Abstract

Background: Countries can decide between one of three COVID-19 control strategies: 1) elimination (e.g., some island countries); 2) suppression, to low infection rates; 3) or mitigation, as per pandemic influenza strategies with ensuing herd immunity. This paper quantifies the health (direct COVID-19 impact, and indirect through unemployment onto self-harm and road traffic crash) and cost (health system and societal) consequences for these strategies across Australia, New Zealand (NZ) and Sweden. Methods: We used proportional multistate lifetable (PMSLT) models for each country, with mortality and morbidity data from the Global Burden of Disease Study and health system expenditure from country-specific sources. Feeding into the PMSLT were monthly SARS-CoV-2 infection rates (0.1%/2.5%/60% for elimination/suppression/mitigation by 18 months), and anticipated changes in unemployment rates that generated changes in suicide/self-harm and RTC injury rates. For Australia and NZ, we also estimated fixed health system costs by strategy and GDP loss for societal costing. We used a 3% per annum discount rate, over a 20-year time horizon. FINDINGS Compared to the pre-pandemic baseline, health adjusted life year (HALY) losses were 15.0/ 11.0/ 23.0 per million population under elimination for Australia/ NZ/ Sweden, 1,540/ 1,500/ 1,820 per million for suppression, and 19,800/ 19,500/ 22,400 for mitigation. For Australia and NZ, the optimal policy from a health system perspective was mitigation up to a US$20,000 willingness-to-pay (WTP) per HALY gained. For higher WTP, elimination (or suppression if elimination is not feasible) was favoured. From a societal perspective (health system costs plus GDP losses), mitigation was optimal up to US$240,000 per HALY, then elimination (or suppression).
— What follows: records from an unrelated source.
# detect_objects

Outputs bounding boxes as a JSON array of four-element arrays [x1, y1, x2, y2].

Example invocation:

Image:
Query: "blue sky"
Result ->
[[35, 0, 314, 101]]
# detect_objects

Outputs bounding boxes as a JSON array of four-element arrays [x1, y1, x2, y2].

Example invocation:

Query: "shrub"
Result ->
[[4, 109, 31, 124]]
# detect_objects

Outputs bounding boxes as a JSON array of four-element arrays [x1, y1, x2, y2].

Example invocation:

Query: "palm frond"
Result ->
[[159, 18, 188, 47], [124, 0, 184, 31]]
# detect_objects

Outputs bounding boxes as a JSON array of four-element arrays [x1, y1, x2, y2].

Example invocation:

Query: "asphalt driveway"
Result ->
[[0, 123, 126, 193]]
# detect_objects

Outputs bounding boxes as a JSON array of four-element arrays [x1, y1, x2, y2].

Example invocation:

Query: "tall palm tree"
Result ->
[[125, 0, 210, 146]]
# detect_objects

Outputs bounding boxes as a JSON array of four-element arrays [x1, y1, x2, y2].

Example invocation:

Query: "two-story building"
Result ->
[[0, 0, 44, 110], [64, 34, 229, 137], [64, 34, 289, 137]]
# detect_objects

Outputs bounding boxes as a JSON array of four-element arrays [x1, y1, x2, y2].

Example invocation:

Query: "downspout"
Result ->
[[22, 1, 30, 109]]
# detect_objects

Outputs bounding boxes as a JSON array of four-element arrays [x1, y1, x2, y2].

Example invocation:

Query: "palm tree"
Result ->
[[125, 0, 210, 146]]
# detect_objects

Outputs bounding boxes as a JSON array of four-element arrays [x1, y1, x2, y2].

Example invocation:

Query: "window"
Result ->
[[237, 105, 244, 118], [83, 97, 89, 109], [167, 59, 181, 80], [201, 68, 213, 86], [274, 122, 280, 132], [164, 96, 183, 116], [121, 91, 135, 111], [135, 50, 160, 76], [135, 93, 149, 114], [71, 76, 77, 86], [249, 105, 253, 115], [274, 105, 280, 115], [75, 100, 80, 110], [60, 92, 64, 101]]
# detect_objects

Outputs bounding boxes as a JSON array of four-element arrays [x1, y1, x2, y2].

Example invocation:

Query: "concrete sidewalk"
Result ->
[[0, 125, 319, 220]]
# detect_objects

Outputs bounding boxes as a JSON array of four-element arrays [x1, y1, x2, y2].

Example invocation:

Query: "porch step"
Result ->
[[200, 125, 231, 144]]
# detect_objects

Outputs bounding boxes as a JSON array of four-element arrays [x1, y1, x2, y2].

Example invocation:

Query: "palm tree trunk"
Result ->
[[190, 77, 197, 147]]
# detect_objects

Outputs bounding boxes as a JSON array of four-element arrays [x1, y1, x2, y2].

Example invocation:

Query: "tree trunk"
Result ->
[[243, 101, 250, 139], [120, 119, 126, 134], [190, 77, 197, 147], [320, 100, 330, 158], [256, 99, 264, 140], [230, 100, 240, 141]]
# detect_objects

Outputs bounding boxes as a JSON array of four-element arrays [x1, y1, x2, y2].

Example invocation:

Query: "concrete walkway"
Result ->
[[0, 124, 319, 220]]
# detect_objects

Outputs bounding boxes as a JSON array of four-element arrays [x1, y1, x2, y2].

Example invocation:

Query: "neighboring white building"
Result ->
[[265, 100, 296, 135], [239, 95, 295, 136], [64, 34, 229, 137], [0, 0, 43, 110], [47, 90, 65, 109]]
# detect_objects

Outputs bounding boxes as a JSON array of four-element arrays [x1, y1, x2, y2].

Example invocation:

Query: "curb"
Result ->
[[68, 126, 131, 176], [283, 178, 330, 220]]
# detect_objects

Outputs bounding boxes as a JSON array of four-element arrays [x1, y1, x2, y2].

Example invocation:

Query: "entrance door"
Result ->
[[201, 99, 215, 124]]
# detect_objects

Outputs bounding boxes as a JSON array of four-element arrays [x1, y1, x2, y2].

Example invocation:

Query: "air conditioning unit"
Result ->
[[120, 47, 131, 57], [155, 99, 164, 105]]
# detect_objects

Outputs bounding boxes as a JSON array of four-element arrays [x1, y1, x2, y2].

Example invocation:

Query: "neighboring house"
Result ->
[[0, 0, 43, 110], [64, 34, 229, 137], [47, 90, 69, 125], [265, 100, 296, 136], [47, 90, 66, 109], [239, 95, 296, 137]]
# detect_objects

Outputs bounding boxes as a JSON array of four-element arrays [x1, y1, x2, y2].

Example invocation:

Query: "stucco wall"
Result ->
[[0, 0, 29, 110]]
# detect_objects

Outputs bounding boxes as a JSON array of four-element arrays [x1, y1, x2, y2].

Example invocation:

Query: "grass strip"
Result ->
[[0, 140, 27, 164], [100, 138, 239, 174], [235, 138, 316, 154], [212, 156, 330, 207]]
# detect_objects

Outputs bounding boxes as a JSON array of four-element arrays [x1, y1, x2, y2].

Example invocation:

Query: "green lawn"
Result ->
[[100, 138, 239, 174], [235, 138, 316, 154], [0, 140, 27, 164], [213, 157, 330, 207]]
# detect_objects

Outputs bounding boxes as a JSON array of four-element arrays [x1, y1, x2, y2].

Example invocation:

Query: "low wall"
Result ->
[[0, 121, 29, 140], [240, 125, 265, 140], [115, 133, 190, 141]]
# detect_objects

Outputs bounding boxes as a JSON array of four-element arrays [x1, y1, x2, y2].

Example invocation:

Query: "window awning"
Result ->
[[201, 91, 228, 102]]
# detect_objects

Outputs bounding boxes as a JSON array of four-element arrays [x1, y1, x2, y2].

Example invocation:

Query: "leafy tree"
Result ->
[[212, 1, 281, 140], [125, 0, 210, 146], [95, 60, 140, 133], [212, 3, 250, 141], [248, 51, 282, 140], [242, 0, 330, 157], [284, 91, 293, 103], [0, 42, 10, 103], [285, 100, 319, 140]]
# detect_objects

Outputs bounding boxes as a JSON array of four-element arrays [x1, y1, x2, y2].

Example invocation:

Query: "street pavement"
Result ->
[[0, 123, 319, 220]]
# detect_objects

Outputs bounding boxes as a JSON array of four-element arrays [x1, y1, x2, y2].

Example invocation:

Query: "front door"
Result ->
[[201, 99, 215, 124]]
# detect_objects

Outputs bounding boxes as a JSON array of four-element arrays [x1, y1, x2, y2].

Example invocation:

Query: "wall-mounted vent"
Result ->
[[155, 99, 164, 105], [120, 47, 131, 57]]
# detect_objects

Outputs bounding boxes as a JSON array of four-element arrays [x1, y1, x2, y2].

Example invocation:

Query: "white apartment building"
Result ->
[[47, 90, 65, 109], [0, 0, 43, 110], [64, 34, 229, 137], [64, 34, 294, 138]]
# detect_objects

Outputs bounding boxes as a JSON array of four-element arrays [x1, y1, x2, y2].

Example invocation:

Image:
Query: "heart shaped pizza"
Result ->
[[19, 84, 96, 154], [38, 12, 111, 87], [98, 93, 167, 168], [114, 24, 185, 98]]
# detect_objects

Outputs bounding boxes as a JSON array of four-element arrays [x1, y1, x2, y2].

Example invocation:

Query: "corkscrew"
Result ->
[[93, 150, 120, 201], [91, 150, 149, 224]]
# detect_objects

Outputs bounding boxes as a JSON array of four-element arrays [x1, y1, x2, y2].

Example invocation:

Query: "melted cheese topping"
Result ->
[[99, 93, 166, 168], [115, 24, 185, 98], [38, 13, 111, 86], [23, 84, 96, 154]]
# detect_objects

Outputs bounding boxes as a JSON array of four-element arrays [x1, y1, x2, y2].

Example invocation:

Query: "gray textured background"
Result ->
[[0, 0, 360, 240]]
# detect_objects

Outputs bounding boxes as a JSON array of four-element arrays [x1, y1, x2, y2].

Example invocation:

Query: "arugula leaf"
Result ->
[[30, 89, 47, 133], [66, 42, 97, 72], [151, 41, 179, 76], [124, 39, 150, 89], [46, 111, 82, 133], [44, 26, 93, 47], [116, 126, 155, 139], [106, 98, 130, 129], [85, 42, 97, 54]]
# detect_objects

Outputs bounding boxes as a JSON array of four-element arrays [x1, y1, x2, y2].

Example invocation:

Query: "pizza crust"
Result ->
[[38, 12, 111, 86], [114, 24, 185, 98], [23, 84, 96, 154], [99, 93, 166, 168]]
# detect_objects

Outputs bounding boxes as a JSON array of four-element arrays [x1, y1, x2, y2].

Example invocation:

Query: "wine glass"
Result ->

Interpretation: This modelling analysis suggests that elimination or suppression is optimal across the usual range of WTP from a health system perspective in high-income countries (HICs). But from a societal perspective, mitigation is favoured unless a HALY is valued at over US$240,000. Funding Statement: Health Research Council of New Zealand (16/443) for core model development). Strategic and COVID-19 specific funding for this research was provided by the Melbourne School of Population and Global Health, University of Melbourne. Carvalho is supported by the University of Melbourne McKenzie Postdoctoral Fellowship. Declaration of Interest: None.